Am vergangenen Samstag eröffnete der TV Kappelrodeck die Volleyball-Oberliga Saison 2022/23 gegen den TV Kippenheim. In einer vollen Halle empfingen die Kappler den Aufsteiger aus der Verbandsliga. Im Vorfeld forderte TVK-Trainer Christian Pochstein von seinen Spielern unbedingt eine sichere Annahme auf dem Feld zu organisieren. So könne man bestmöglich auf einen noch unbekannten Gegner reagieren. Neu war auch, dass der Kappler-Mittelblocker Lukas Börsig zum ersten Mal in dieser Saison seine Mannschaft aufs Feld führen durfte.

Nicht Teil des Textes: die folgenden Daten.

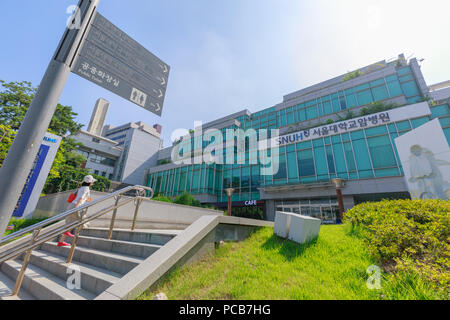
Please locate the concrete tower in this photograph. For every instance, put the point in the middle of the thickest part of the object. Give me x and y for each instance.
(98, 117)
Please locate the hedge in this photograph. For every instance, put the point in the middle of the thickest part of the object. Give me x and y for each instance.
(408, 236)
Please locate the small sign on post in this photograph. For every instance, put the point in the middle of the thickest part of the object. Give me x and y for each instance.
(116, 62)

Der amtierende Meister der Oberliga fand gut in die Partie. Direkt zu Beginn nahm man den Gästen aus Kippenheim den Aufschlag ab und machte über die Angriffspositionen mächtig Druck. Gleichzeitig organsierte sich der Kappler Block um Außenangreifer Jonas Baßler sehr gut und schob den gegnerischen Angriffen regelmäßig einen Riegel vor. Die Kippenheimer versuchten mit zwei frühen Auszeiten des Spielfluss der Kappler zu brechen. Die Hausherren zeigten sich davon unbeeindruckt und sicherten sich souverän den ersten Durchgang mit 25:17.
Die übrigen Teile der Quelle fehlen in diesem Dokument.